ATAC-seq experiments were performed on 50,000 cells for the K562 samples and 100,000 cells for the HEK293 samples, following the published protocol  but increasing transposition time from 30 min to 1 h for all samples. In addition, lysis conditions were varied in different experiments. For the K562 sample denoted “10 min lysis,” cell lysis was performed via a 10-min centrifugation in lysis buffer, as described in the original protocol . For the K562 sample denoted “5 min lysis,” a shorter lysis of 5 min was used. For the K562 sample denoted “no lysis buffer” and all HEK293 samples, the centrifugation in lysis buffer step was omitted altogether, and the cell pellets were taken directly to the transposition reaction. Libraries were sequenced on the Illumina HiSeq2000 platform, with 100-bp paired-end reads. Since fragments as short as 38 bp were expected, adapter sequences were trimmed from the 3′ end of the reads. Specifically, matches of any length to the reverse-complemented Nextera Transposase Adapters (CTGTCTCTTATACACATCTGACGCTGCCGACGA, CTGTCTCTTATACACATCTCCGAGCCCACGAGAC) were removed. Trimmed reads were aligned to the hg19 build of the human genome, using bowtie2  with parameter -X set to 1500, to allow correct alignment of paired-end fragments up to 1500 bp. Only the reads that aligned uniquely to a single location were retained, by filtering out the multimappers marked with the XS:i flag in the SAM file. PCR duplicates were removed using Picard (http://broadinstitute.github.io/picard/). Further processing was performed to filter out contigs as well as the Y and mitochondrial chromosomes and retain only the reads that aligned concordantly as a pair within the expected fragment length range (38–1500 bp).

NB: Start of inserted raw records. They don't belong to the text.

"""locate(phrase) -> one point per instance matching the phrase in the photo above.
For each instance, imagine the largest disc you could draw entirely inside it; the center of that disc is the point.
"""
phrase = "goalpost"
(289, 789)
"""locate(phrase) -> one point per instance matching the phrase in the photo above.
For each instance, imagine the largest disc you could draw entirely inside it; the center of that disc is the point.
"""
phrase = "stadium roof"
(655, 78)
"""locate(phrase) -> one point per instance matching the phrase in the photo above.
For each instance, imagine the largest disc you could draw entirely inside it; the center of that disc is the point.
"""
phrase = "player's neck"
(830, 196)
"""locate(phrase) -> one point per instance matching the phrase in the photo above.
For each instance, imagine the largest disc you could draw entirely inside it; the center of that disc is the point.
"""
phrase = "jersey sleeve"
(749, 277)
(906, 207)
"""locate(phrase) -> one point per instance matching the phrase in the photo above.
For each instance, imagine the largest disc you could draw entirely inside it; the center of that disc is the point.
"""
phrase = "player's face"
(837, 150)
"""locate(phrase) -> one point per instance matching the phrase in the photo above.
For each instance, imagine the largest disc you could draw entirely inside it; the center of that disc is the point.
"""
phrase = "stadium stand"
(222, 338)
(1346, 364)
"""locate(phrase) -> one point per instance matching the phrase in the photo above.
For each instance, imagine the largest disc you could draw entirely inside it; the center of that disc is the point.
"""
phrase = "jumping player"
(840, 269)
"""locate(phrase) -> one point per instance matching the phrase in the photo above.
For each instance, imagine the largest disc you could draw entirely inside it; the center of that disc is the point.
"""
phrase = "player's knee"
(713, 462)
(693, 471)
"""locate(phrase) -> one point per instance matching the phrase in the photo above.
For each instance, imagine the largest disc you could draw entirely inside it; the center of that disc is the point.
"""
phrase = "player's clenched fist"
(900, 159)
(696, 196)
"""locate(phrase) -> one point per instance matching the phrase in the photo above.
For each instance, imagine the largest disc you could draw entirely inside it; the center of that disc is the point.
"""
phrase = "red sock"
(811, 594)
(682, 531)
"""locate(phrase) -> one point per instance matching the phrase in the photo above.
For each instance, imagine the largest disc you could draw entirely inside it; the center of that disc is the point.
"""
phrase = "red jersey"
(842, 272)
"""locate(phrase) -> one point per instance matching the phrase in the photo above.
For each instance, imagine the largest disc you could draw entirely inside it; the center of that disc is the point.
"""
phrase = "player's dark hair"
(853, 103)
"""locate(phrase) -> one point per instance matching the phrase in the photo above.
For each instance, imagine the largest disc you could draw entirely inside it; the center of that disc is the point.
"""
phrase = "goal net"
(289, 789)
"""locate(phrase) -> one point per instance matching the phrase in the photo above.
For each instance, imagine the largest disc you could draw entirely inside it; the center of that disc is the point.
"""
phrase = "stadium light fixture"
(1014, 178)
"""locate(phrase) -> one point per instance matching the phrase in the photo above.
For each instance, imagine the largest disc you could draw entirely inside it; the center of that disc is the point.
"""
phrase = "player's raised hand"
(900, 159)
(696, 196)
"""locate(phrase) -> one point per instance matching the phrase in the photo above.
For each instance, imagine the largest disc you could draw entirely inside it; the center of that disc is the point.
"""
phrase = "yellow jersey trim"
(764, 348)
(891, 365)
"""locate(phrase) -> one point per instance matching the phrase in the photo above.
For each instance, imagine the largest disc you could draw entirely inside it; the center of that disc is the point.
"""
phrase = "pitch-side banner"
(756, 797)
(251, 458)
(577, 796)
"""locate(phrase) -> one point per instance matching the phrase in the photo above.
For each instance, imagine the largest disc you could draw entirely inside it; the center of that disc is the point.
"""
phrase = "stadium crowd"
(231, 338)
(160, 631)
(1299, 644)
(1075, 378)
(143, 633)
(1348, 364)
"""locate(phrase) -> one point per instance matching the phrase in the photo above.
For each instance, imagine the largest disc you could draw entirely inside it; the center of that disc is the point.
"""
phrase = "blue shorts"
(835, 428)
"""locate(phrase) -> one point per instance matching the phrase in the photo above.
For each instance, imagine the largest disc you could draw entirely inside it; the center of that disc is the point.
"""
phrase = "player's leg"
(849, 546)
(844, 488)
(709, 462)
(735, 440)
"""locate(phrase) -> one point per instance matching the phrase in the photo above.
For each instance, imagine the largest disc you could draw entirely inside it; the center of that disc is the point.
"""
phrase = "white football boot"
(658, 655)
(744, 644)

Library complexity and saturation were calculated using the preseq program , using the c_curve and lc_extrap functionalities. Correlations of read counts between libraries were calculated using the bamCorrelate bins command of the deepTools suite, with the parameters –corMethod pearson, -bs 100, --fragmentLength 1, and –doNotExtendPairedEnds.
In order to find open chromatin regions, peak calling was performed on the processed DNase-seq and ATAC-seq datasets using JAMM , with parameters -f 1 and -d y. Parameter -f 1 ensured taking only the 5′ ends of the reads into account which corresponded to the actual cleavage/transposition sites. As duplicates were already removed prior to peak calling, parameter -d y was used to keep all processed reads.

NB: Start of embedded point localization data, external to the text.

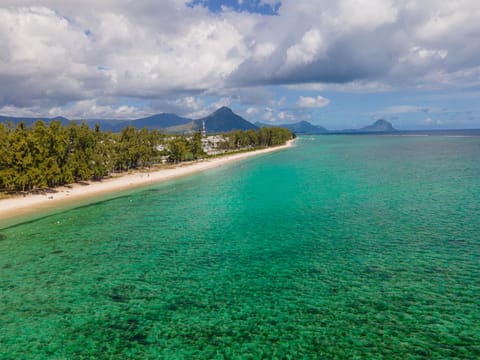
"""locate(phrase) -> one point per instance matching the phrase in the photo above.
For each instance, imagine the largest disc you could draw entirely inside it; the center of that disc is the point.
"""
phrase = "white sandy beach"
(19, 206)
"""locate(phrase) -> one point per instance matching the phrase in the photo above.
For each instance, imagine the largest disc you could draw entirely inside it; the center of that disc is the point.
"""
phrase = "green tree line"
(45, 156)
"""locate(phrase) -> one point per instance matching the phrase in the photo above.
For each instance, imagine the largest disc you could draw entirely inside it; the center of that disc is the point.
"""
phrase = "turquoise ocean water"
(341, 247)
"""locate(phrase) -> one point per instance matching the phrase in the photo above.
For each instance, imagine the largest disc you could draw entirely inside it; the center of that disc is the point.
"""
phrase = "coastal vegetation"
(45, 156)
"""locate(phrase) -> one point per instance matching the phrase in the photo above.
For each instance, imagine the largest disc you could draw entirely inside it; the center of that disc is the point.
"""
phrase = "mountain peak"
(224, 119)
(223, 109)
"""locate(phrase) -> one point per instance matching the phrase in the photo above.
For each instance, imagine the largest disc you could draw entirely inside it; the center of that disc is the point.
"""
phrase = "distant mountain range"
(222, 120)
(304, 127)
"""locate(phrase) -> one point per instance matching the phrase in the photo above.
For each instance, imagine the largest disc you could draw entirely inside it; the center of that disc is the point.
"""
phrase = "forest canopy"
(46, 156)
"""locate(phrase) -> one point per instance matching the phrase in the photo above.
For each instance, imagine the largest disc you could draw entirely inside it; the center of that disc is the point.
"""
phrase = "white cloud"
(307, 50)
(62, 52)
(311, 102)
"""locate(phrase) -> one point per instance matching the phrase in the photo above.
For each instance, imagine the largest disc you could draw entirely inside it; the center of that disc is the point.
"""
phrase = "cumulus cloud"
(311, 102)
(61, 52)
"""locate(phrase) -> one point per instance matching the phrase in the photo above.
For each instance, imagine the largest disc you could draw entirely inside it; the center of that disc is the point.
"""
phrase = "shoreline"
(19, 206)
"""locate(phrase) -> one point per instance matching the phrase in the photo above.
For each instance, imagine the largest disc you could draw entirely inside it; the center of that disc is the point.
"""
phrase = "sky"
(338, 64)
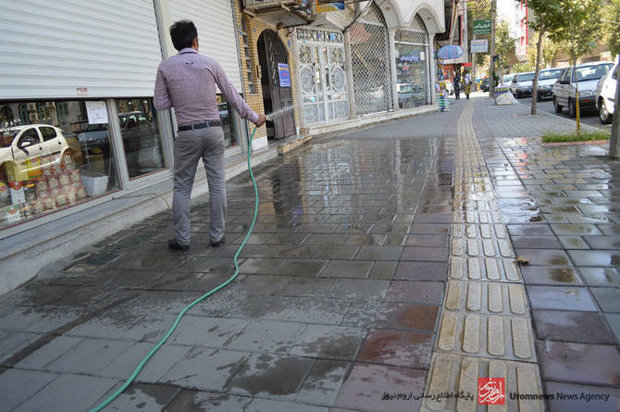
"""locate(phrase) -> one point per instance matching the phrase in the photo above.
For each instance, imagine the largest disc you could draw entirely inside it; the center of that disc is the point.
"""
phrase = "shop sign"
(482, 26)
(323, 6)
(284, 74)
(97, 113)
(480, 46)
(450, 52)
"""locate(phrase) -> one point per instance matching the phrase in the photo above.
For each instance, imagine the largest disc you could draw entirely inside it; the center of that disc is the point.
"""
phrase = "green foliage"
(580, 23)
(611, 29)
(521, 67)
(552, 137)
(576, 23)
(504, 44)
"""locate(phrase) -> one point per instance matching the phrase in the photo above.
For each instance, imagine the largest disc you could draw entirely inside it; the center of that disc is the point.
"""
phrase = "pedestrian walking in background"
(187, 82)
(467, 84)
(457, 86)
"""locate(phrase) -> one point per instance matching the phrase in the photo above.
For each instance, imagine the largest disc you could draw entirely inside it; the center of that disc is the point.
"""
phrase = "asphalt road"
(589, 117)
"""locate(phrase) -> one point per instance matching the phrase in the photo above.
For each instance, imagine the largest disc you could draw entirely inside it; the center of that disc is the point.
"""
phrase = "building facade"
(76, 112)
(78, 130)
(358, 60)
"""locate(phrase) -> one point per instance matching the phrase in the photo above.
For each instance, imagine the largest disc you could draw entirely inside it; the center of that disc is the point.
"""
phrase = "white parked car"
(521, 85)
(586, 77)
(605, 95)
(24, 149)
(507, 79)
(546, 80)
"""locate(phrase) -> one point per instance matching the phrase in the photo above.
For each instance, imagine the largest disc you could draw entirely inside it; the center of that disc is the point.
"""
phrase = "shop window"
(6, 114)
(48, 133)
(229, 118)
(141, 139)
(50, 161)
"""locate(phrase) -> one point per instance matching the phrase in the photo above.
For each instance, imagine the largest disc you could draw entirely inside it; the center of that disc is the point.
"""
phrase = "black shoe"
(174, 245)
(219, 242)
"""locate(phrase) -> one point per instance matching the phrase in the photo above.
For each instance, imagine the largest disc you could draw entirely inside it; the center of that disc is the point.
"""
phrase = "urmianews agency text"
(561, 396)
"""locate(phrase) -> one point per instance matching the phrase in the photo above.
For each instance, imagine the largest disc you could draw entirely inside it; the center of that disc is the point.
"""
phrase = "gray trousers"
(189, 147)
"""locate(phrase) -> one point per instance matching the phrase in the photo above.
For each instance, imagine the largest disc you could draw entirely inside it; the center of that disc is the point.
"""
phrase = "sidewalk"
(340, 302)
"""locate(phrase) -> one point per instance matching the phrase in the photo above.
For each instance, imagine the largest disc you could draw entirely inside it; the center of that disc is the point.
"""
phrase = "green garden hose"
(163, 340)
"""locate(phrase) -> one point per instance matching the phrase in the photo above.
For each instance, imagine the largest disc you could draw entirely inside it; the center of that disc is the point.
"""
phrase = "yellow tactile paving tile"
(490, 335)
(483, 268)
(485, 328)
(486, 297)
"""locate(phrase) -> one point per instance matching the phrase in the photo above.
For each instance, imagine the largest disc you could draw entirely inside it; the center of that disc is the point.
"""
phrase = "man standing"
(467, 84)
(457, 85)
(187, 82)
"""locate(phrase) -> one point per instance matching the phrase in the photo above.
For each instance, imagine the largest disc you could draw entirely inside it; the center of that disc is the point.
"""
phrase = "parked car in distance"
(25, 149)
(447, 85)
(605, 95)
(585, 77)
(507, 79)
(521, 85)
(484, 84)
(546, 80)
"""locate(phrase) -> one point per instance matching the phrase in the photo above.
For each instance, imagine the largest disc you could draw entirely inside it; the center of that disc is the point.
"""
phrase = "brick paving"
(382, 266)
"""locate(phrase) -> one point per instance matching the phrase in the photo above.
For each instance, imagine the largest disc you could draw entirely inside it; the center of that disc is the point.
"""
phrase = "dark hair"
(183, 33)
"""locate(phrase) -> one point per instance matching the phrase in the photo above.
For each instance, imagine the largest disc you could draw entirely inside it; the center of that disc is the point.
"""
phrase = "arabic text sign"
(482, 26)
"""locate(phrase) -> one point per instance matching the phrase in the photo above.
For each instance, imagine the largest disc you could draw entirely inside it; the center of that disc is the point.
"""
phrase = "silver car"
(605, 95)
(546, 80)
(521, 85)
(585, 77)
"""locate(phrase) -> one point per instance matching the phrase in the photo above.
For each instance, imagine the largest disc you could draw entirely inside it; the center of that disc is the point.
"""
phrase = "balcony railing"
(283, 13)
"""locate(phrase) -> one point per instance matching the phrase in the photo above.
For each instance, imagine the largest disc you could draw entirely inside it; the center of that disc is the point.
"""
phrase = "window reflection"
(50, 158)
(141, 140)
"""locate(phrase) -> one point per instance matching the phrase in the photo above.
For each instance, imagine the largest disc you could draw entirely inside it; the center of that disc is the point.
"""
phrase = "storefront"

Where replicates were available, peaks in agreement between the two replicates were found using the irreproducible discovery rate (IDR) pipeline . Specifically, the “batch-consistency-analysis.r” script of the pipeline was executed using the “signal.value” parameter, ranking the peaks of the two replicates by signal intensity for comparison. The “half.width” and “overlap.ratio” parameters were set to − 1 and 0, respectively, where true peak widths were used without alteration and two peaks were considered to be part of the same region if there was at least 1 bp overlap between them. The number of peaks that were found to be concordant at the stringent 0.01 IDR threshold was noted. Then, JAMM was once again used, this time to call peaks on the two replicates together rather than individually, with the -f 1,1 parameter. In this way, peaks were called where both replicates consistently displayed signal enrichment. This peak set was further truncated using the number obtained from the IDR analysis, resulting in the final JAMM-IDR peaks.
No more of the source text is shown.